Meth injection is used more on boosted cars, go with Nitrous. Methanol injection and water injection help keep things under control, doesn't really add any power.


----------



## Rukee (Feb 8, 2007)

:agree
meth is used to cool the incoming air that was heated by a turbo or supercharger.


----------



## jpalamar (Jul 22, 2008)

I think non FI cars can gain some decent HP with meth injection. Colder air always = more power potention. For $200 I say do it.


----------



## Rukee (Feb 8, 2007)

Isn't the meth injected onto the outside of the intercooler to cool the air?

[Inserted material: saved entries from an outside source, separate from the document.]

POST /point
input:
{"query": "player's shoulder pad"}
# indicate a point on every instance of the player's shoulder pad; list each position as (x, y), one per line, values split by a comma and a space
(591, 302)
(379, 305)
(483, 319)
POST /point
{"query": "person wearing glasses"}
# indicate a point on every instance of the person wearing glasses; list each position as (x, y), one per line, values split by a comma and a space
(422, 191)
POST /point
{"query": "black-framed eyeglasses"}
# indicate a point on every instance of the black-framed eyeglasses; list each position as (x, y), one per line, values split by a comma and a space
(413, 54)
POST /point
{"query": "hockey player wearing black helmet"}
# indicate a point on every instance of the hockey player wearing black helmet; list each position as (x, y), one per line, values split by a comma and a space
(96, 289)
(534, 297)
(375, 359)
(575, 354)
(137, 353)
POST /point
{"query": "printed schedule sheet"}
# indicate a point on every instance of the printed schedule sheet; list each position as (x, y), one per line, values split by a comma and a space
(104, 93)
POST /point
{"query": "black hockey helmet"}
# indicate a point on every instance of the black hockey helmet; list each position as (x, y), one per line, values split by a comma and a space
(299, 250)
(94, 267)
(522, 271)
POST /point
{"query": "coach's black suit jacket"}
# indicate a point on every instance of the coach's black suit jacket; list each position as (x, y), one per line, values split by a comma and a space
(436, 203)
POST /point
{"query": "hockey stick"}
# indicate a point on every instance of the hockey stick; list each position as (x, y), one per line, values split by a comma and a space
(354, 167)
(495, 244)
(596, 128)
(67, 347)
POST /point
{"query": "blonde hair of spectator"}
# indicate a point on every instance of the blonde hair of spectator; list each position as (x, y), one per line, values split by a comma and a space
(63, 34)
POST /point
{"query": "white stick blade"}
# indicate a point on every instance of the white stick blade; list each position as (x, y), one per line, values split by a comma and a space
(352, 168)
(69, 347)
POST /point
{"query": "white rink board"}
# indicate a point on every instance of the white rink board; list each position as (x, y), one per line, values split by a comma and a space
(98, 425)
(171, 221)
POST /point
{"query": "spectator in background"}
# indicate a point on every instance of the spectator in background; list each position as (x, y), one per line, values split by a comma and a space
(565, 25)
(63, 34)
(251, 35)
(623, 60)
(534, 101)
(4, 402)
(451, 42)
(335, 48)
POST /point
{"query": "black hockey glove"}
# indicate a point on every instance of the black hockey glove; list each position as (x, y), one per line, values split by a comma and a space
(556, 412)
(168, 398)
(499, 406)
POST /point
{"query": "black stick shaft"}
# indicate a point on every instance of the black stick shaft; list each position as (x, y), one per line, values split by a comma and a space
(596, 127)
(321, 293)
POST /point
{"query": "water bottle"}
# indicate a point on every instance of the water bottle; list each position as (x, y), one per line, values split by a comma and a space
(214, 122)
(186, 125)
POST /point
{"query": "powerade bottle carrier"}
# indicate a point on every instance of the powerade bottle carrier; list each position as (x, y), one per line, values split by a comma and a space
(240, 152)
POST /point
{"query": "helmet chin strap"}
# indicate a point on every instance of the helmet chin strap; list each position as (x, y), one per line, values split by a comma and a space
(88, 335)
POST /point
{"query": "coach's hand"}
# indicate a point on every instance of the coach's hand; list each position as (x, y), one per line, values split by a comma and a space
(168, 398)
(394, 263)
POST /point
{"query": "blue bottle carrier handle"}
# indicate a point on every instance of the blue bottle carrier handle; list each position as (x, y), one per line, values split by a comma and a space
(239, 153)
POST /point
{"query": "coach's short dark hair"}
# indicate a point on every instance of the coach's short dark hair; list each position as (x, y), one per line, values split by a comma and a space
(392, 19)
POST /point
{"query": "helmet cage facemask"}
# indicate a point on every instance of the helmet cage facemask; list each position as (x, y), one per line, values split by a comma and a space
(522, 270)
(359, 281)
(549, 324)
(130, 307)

How are you going to use it to cool incoming air if you don't have a intercooler?


----------



## jpalamar (Jul 22, 2008)

Not exactly sure how it works, but I have read that it was done and was sucessful. Check this: Picked up 20 rwhp on N/A Vmax 6.0 with methanol kit dyno testing today - LS1TECH

add a cam, bump compression up and here is some HP that many are missing out on.


----------



## Rukee (Feb 8, 2007)

Sounds interesting, but needs a tune right out of the box before you use it.
I wonder where they are injecting it?


----------



## svede1212 (Nov 1, 2005)

it sprays right into the intake charge. as said it's just to bring the intake air charge down in temp plus it adds a little protection from knock for boosted cars by raising the octane. for that type of power NO2 is the way to go but doing it right (and thereby maybe saving your engine) isn't cheap.


----------



## rextheracer (Jul 3, 2008)

thanks for the input guys, i think im gonna pass on the methanol, and prob save up for a cam and tune...logical? or should i start with nos?


----------



## jpalamar (Jul 22, 2008)

NO2 is if you don't want more power all the time. I DD mine so gettign real HP with a street cam isn't gonig to happen. Plus I would need a heavy duty cam that would also hurt my driving on the street. Thats why I'm a fan of NO2. Its the best of both worlds. Just not street elgal lol


----------



## 740tank (Mar 23, 2009)

*I DD mine so gettign real HP with a street cam isn't gonig to happen.*

I got 55hp with my cam and a proper tune


----------



## jpalamar (Jul 22, 2008)

740tank said:


> I got 55hp with my cam and a proper tune


50+- HP for street cam VS 150 for NO2? Not even in the same ball park. It is a different type of build, and each have their own perks though.


----------



## rextheracer (Jul 3, 2008)

alright guys, thanks for the info...ill look into the n02 in the near future.


----------